Aybar’la Galata tarafındaki Veli Alemdar İşhanı’nda bulunan avukat yazıhanesinde randevulaştık. Aybar’ın daha ilk karşılaşmada karşısındakini etkileyen kişiliği vardı. Gençlerin Türkiye İşçi Partisi’ne katılmak istemelerinden duyduğu sevinci gizlemiyordu.
Her birimizin mesleğini, geçmiş sosyal çalışmalarımızı sordu. Gazeteci olduğumu, Türkiye Gazeteciler Sendikaları Federasyonu Yönetim Kurulu’nda yer aldığımı öğrenince çok sevindi:
"Basınla ilişkiler konusunda çok zayıfız" dedi. "Merkezde de, illerde de sosyalizm davasına inanmış gazeteci arkadaşların katılımı, sorumluluk üstlenmeleri çok önemli... Sizler de Türkiye İşçi Partisi’nin İzmir İl Yönetim Kurulu'nda görev almalı, il başkanlığını üstlenen Avukat Nuran Yuluğ arkadaşımıza destek olmalısınız."

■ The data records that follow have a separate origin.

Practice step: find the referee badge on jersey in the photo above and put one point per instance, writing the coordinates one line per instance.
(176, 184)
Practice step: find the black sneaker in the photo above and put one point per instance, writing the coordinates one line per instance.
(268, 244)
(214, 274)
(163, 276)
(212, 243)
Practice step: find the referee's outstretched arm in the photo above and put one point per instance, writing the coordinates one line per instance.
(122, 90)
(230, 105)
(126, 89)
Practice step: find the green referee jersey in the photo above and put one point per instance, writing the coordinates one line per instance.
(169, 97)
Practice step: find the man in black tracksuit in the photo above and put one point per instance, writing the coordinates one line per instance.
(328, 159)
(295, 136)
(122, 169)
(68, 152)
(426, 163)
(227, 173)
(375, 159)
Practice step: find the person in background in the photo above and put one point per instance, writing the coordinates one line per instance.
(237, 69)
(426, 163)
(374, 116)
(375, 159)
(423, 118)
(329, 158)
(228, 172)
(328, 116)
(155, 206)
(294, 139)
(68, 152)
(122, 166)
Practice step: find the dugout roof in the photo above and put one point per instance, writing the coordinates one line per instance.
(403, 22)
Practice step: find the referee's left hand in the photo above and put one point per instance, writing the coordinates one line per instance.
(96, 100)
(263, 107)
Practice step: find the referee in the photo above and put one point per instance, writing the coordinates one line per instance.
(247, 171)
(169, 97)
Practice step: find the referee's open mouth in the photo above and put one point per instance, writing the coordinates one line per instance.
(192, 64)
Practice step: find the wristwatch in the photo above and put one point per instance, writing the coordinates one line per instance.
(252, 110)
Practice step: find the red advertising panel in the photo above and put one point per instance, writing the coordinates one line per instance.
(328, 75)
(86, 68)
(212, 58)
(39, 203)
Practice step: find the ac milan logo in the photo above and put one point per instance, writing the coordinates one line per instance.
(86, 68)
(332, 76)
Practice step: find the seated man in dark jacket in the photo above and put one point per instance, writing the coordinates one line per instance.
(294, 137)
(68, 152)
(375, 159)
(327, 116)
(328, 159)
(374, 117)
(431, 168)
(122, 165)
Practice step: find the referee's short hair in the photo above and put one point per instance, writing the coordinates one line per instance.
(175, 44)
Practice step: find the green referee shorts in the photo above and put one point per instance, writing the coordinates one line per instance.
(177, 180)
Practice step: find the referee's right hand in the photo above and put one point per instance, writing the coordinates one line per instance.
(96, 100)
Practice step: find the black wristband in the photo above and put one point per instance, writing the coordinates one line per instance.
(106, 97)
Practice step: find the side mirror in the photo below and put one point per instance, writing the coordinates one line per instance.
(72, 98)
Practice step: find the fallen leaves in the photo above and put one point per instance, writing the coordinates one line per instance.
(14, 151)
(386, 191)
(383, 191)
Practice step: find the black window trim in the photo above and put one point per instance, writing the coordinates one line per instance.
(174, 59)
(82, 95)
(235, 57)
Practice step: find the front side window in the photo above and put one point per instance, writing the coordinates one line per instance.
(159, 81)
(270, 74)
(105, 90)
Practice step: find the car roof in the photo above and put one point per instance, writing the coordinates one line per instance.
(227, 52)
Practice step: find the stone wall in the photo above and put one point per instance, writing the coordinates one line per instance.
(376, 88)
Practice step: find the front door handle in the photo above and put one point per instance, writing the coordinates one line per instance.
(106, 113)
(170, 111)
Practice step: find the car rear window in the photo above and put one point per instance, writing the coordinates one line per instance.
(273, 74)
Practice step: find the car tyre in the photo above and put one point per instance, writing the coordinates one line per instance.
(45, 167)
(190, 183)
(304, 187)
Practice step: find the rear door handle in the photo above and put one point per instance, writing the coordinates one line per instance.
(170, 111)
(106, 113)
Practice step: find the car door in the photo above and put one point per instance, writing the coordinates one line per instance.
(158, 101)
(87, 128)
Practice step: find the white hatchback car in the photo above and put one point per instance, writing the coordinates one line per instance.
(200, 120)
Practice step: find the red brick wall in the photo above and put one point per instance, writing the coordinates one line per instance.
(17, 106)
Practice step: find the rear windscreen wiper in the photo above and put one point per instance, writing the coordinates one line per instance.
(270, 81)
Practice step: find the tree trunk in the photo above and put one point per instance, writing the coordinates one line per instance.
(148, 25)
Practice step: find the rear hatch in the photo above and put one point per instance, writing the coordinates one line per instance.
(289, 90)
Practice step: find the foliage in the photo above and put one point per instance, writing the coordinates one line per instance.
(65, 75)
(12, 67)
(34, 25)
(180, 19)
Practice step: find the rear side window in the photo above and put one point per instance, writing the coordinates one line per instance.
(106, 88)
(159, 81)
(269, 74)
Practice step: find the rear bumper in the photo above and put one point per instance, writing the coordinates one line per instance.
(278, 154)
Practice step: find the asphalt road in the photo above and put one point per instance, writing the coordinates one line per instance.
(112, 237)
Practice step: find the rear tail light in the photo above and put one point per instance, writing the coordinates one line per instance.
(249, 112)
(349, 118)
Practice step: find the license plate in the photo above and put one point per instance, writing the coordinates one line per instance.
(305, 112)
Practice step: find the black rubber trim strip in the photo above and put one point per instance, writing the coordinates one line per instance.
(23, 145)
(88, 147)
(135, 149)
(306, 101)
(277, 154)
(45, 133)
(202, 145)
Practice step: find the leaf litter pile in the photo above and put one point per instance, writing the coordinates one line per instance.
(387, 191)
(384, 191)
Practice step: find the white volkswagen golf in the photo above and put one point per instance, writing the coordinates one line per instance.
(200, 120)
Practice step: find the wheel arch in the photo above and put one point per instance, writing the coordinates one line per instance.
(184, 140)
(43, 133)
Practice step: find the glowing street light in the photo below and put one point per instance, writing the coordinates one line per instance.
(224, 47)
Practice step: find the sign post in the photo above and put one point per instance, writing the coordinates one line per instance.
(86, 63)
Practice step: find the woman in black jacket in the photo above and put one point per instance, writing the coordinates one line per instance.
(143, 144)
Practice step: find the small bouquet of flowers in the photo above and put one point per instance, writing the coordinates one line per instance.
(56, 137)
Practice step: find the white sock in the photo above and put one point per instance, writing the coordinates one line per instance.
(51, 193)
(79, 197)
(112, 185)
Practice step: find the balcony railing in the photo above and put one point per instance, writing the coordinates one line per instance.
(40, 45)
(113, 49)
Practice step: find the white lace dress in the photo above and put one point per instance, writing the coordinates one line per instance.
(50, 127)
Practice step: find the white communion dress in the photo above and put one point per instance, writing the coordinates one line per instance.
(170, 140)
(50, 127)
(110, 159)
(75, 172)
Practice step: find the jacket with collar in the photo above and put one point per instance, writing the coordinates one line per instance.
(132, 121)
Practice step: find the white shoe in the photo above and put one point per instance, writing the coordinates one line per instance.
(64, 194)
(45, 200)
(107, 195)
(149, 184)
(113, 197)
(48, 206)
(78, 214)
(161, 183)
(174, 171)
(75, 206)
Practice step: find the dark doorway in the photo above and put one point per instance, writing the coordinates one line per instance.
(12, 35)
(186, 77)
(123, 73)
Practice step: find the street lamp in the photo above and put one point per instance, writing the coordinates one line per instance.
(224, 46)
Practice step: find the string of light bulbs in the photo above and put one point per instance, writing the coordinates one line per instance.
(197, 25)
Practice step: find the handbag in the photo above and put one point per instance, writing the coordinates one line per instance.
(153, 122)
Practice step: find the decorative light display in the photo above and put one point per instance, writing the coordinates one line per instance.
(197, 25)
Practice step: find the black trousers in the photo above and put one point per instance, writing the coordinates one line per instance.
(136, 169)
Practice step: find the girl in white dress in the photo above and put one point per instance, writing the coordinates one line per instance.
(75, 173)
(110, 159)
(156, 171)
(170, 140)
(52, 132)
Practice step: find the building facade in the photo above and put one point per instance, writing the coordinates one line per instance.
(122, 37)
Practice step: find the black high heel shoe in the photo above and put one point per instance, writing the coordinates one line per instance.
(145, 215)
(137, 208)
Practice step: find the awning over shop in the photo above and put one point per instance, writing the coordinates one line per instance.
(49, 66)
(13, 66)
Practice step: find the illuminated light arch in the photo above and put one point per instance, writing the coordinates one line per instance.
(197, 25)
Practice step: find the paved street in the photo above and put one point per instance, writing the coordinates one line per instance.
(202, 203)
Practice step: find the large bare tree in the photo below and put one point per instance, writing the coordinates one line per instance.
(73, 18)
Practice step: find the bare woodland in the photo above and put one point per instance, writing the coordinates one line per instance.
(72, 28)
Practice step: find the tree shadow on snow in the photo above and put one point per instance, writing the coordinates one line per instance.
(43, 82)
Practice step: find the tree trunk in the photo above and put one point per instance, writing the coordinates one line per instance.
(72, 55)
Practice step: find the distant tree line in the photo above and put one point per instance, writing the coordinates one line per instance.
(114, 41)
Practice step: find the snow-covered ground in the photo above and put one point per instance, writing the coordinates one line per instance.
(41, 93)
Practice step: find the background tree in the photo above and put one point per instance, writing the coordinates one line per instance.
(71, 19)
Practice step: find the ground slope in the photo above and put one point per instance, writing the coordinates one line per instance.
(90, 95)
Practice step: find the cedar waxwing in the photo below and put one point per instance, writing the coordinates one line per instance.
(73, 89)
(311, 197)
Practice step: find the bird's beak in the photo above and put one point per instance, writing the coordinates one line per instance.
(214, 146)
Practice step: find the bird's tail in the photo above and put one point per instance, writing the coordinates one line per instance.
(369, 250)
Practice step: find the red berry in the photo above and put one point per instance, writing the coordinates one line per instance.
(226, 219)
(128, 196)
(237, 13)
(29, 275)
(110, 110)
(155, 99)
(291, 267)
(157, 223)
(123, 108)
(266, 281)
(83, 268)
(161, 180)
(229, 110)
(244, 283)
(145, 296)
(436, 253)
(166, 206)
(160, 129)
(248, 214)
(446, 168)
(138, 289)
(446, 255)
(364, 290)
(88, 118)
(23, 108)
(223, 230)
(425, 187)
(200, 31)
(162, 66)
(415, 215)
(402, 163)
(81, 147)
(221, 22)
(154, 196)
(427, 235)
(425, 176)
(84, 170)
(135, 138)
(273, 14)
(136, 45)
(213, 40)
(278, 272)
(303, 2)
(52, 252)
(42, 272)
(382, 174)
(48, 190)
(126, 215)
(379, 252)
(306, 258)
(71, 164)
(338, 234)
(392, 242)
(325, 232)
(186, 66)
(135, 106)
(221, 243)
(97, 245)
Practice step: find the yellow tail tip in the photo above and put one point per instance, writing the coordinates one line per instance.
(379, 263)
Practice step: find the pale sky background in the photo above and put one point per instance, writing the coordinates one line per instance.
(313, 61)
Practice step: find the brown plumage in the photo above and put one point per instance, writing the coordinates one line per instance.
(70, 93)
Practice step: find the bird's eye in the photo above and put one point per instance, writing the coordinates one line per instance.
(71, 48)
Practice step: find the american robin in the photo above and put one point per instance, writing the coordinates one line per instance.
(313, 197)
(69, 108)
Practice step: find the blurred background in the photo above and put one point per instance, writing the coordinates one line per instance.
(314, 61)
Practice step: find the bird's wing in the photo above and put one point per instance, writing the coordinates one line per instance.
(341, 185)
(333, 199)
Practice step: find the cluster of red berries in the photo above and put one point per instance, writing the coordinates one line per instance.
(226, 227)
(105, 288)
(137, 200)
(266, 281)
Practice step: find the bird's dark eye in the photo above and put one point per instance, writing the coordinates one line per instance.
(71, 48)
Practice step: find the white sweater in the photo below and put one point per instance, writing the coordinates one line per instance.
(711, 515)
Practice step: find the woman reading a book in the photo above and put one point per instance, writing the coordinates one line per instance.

Aybar’la konuşmamızda beni en etkileyen şey, karşımızdaki müstesna kişinin konuşma tonu, seçtiği kelimeler, gözlerindeki insancıl bakış, tüm bunlara ek olarak söylediği sözlerin etkisini artırmak için kocaman ellerini ifadeli biçimde kullanışıydı.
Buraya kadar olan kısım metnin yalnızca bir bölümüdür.